FIGURE 1.

B-Raf binding to Rap1 following cAMP stimulation is indirect. A, HEK293 cells were transfected with scrambled shRNA, or shRNA against B-Raf or C-Raf, as indicated. A, HEK293 cells were treated with F/I for 0, 10, 20, and 30 min. The endogenous levels of pERK and total ERK2, and the efficacies of the shRNAs are shown.
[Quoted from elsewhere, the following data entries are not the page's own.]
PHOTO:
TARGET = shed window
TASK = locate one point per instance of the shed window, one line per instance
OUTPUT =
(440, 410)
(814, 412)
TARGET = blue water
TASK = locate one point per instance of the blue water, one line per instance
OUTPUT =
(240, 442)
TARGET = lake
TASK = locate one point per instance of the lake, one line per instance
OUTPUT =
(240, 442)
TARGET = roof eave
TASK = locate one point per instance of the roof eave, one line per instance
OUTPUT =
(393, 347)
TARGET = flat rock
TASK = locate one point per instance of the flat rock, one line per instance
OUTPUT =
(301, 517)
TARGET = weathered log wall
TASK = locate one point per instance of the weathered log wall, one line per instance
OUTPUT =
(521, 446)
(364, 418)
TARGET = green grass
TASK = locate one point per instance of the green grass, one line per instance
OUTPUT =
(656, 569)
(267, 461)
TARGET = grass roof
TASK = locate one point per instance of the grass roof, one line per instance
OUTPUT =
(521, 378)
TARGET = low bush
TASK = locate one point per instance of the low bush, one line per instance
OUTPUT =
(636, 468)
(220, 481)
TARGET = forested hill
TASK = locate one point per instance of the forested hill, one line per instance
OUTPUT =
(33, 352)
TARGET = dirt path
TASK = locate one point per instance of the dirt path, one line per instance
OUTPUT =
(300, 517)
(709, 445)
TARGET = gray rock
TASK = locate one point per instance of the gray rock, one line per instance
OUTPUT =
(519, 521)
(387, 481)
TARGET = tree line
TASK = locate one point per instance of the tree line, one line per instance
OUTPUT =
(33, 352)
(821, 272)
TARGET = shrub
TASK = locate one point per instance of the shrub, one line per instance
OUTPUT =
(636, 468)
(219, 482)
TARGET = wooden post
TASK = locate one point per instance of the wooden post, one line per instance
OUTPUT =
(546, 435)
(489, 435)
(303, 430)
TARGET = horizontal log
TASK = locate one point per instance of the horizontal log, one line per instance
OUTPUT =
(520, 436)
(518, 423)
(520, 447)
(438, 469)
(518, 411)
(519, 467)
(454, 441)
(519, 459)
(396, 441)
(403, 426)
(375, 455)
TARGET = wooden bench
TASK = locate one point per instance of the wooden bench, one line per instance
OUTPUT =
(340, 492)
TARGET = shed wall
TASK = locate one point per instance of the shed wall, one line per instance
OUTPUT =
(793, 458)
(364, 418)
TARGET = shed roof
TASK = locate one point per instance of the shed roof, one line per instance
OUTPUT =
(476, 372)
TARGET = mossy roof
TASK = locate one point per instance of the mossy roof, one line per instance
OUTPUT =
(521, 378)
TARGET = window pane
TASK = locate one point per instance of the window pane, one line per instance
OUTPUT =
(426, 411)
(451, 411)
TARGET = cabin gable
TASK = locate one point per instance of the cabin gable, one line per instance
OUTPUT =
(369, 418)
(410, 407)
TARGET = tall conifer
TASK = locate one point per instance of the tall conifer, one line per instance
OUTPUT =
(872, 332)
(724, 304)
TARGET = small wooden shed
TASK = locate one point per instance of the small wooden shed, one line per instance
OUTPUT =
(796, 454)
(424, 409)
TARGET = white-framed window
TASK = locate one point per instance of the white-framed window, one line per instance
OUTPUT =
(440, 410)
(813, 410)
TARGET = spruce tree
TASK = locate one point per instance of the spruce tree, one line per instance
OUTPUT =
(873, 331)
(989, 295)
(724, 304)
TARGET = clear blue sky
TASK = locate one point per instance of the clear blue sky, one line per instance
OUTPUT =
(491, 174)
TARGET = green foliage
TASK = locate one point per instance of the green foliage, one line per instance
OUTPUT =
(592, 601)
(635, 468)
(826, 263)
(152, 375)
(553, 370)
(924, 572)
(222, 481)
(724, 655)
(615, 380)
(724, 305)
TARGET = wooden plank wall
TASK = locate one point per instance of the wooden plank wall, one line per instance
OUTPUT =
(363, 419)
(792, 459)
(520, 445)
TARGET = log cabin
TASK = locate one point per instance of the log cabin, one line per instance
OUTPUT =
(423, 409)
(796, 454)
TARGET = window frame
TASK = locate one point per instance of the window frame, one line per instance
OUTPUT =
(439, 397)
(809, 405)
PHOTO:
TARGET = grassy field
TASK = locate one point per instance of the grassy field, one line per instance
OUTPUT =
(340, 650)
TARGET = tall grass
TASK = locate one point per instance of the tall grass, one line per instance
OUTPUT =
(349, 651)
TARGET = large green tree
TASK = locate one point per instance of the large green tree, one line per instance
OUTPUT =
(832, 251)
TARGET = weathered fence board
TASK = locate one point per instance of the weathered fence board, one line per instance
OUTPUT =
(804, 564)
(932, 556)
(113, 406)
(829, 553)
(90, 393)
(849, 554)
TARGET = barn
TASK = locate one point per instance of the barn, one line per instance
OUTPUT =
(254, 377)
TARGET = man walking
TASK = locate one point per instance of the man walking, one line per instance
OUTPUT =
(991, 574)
B, cells transfected with wild type GFP-B-Raf (WT) or GFP-B-Raf R188L (R188L) and either FLAG-RasV12 or FLAG-RapE63 were treated with F/I for the indicated times. The presence of GFP-B-Raf following FLAG immunoprecipitation (IP) was detected by Western blotting (upper panel). The levels of FLAG-RasV12/RapE63 and GFP-B-Raf in the TCL are shown in the lower two panels. C, cells transfected with FLAG-Rap1 and wild type GFP-B-Raf (WT) or GFP-B-Raf R188L (R188L) were treated with F/I, as indicated. The presence of GFP-B-Raf following FLAG IP was examined. The levels of transfected proteins in the TCL are shown. D, wild type B-Raf, but not B-Raf R509H, can rescue cAMP activation of ERKs in cells depleted of B-Raf. HEK293 cells that were stably transfected with shRNA against B-Raf were transiently transfected with FLAG-ERK2 and either GFP-tagged vector control, shRNA-resistant (*) wild type B-Raf (WT*), or the R509H mutant (RH*) as indicated or vector (not shown), and treated with F/I as indicated. Phosphorylated FLAG-ERK2 was detected within the FLAG IPs (pFlag-ERK2). The levels of FLAG-ERK2 and endogenous B-Raf within total cell lysates (TCL) are shown. E, cAMP activation of ERKs by Rap1 requires B-Raf dimerization and KSR. HEK293 cells transfected with wild type GFP-B-Raf (WT) or GFP-B-Raf R509H (R509H), and either FLAG-RasV12 or FLAG-RapE63 were treated with F/I, as indicated. The presence of GFP-B-Raf following FLAG IP and the levels of transfected proteins in the TCL are shown.